Das Hochkommissariat drückte seine Besorgnis über die Situation der Menschenrechtsaktivisten aus. Im Jahr 2019 seien 108 Tötungsdelikte registriert worden, 86 Prozent davon in Gemeinden mit hohem Armutsindex. "Die Verteidigung der Menschenrechte ist in Kolumbien weiterhin eine hochriskante Aufgabe," so der Bericht. Die Tötungen von Menschenrechtsaktivisten sind gegenüber 2018 sogar um 50 Prozent gestiegen. Mindestens sechs der ermordeten Personen standen unter staatlichem Schutz und hatten Bodyguards.

Auch über die von Sicherheitskräften begangenen Menschenrechtsverletzungen äußert sich die UN-Behörde besorgt. So stellte sie beispielsweise fest, dass es 15 Fälle extralegaler Hinrichtungen gab. Dies ist die höchste Zahl seit 2016. Zudem wurden drei Fälle von sexueller Gewalt durch Soldaten registriert und es lägen Aussagen über Folter und grausame Behandlung durch die Polizei in Antioquia, Arauca, Bogotá, Huila und Putumayo vor.

Das UN-Büro verzeichnet 23 Angriffe der Polizei auf Journalisten, während sie bei Demonstrationen berichteten, und dokumentiert zwei Morde an Journalisten in Arauca sowie mehrere Anschläge in Cesar, Magdalena und Bogotá.

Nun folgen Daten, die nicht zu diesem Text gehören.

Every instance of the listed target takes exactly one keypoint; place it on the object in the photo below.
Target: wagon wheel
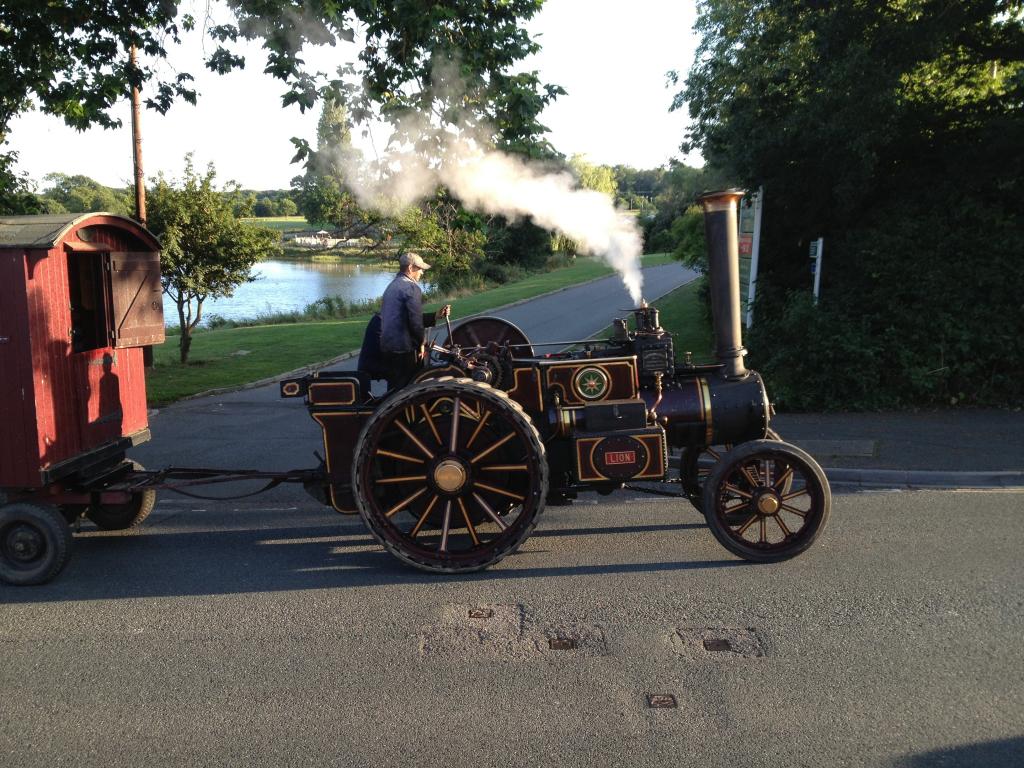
(35, 543)
(450, 475)
(767, 501)
(696, 464)
(127, 515)
(478, 331)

Bezüglich der massiven Proteste ab November 2019 wird aufgezeigt, dass Mitglieder der Sondereinheit zur Aufstandsbekämpfung (Esmad) sich nicht an internationale Normen und Standards in Bezug auf die Anwendung von Gewalt hielten. In Bogotá, Medellín und Cali habe es mehrere Fälle von schweren Augenverletzungen gegeben, die durch Polizeigeschosse verursacht wurden. "Während der Proteste sollen einige Polizeibeamte Handlungen gegen die Demonstranten begangen haben, die als Misshandlung oder Folter gedeutet werden können, zum Beispiel erzwungene Nacktheit, Todesdrohungen mit rassistischem Unterton und wiederholte Schläge", erklärte das Hochkommissariat.

Der Bericht enthält umfassende Empfehlungen zur Verbesserung der Menschenrechtssituation im Land. Er fordert eine tiefgreifende Reform der Esmad. Die staatliche Schutzstelle (UNP, Unidad Nacional de Protección) müsse mehr Personen unter Schutz stellen und die Maßnahmen massiv verbessern und ausbauen. Bezüglich der Umsetzung des Friedensabkommens gab der Bericht an, dass der dringendste Punkt die Landreform sei: "Obwohl 2018 zwei landesweite Pläne der Landreform verabschiedet worden sind, wurde davon 2019 kein einziger Punkt umgesetzt."